İNSANLARIN BİRBİRİNE TAHAMMÜLÜ KALMAMIŞ.
Değerli dostlar önemli gördüğüm bir konuyu takdirinize sunuyorum.
Bir ülkenin en büyük zenginliği toplumun birbiriyle uyumu, kaynaşması, birbirine saygısı, güveni ve barış içinde yaşamasıdır..
Toplumsal Barış nasıl sağlanır? Toplumsal barışın sağlama görevi ve sorumluluğu ülkeyi yönetenlerin, yönetmeye aday olanların, seçilmişlerin yani siyasilerin görev ve sorumluluğunda olduğunu sağır sulan bile bilir.
Toplumun, çok zorlanmasına rağmen bu güne kadar bu asil milletin sağduyusu, veraseti bunu korudu.
Ancak,
Günümüzde toplum ikiye bölmüş herkes mahallesinden bakar hale gelmiş.
İnsanlar birbirine arkasından bakar,söylenenleri beş duyu organı yerine altıncı organı ile dinler,kimse kimseyi işitmez,anlamaz olmuş.
Ben sık sık hem metropollerde,hem Anadolu’da hem de kırsalda geziyor,yaşıyor,konuşuyorum ve görüyorum.
İnsanların birbirine tahammülü kalmamış,sokakta insanların yüzüne dikkatli baktığınızda mutsuz olduğunu göreceksiniz.
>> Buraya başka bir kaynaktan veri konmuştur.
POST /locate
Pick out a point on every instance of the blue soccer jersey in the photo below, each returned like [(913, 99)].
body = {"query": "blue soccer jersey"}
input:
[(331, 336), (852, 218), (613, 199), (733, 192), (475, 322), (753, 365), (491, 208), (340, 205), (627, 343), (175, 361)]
Kim dost kim düşman,kim kimi seviyor,kim kindar kim sinsi,kim kimden nefret ediyor,kim kimin peşinde anlayan varsa el kaldırsın.
Dahada önemlisi,
Kim el kim bizim,,kim yakın kim uzak,kim akraba kim tanıdık,kim insan kim yaratık,kim kedi kim fare,kimin eli kimin cebinde olduğu belli değil.
Yardım,vefa,katkı,el uzatma,omuz verme,vefa,destek,iyilik yapmak her şey birbirine karışmış.
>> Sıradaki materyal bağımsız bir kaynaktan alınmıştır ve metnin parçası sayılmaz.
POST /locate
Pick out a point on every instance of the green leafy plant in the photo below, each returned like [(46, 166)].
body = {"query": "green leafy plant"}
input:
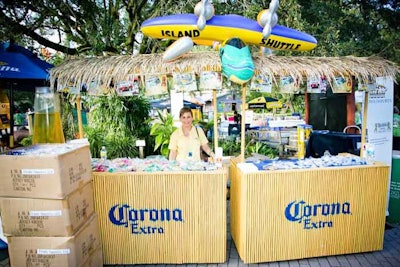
[(162, 129), (117, 122), (27, 141)]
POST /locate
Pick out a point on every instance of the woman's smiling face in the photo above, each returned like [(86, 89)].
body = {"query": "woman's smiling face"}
[(186, 119)]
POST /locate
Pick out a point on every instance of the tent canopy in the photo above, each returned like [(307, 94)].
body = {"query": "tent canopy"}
[(21, 70), (107, 69), (17, 62), (264, 103)]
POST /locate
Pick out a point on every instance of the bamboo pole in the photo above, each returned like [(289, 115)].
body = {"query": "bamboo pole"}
[(79, 114), (215, 120), (364, 125), (243, 124)]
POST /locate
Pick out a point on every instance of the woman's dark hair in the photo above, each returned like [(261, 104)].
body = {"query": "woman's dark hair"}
[(185, 110)]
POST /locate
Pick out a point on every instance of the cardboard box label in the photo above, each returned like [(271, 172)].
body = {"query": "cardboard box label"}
[(37, 171), (41, 251), (48, 213)]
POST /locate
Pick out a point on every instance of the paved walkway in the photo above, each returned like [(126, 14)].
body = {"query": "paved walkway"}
[(388, 257)]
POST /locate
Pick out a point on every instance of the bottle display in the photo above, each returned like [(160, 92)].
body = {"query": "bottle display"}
[(47, 127), (103, 153)]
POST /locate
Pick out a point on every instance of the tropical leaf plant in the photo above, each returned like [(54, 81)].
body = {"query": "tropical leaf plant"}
[(162, 129)]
Herkes birbirlerini,bir tabak kelle paçaya satar olmuş.
Ortalık cahil,cüheylaya kalmış.
Sırtını güvenle döneceğin birilerinin olması sürpriz ve olağandışı haline gelmiş.
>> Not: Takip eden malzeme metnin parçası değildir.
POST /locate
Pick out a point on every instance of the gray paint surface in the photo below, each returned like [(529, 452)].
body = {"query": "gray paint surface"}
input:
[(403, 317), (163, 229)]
Toplum özellikle kırsalda eğitimli,bilgili,donanımlı,vizyonulu,ufku olan gençleri de kendilerine benzetmiş,onlar da “uydum hazır olan imama” anlayışına gelmiş.
Vicdan,millet,ahlak,hizmet,merhamet,yurtseverlik,insan olmak,hatta inanç meta ile değiştirilebilir hale gelmiş.
Seçtiklerimize hesap sormayı vazgeçtim eleştirmek,hatta talepte öneride bulunmak suç olmuş.
Vatandaş seçtiklerinin karşısında marabalığı kabul etmiş.
Aklını ve vicdanını 3-5 kuruşa kiraya veren dalkavuk,yalaka,yağcı tipler öne çıkıp itibar görür olmuş.
Siyasilerin ise bu tiplere çanak tutar hatta teşvik eder olmuş.
Gençler başı derdine düşmüş,umudunu yitirmiş vatan,millet şuuru kaybolmuş,ülkeyi terk etme olanağı olanlar kaçmış,kaçamayanlardan az da olsa bir kısmı ülkelerini kim kaç $ fazla verirse ona satacak hale gelmişler.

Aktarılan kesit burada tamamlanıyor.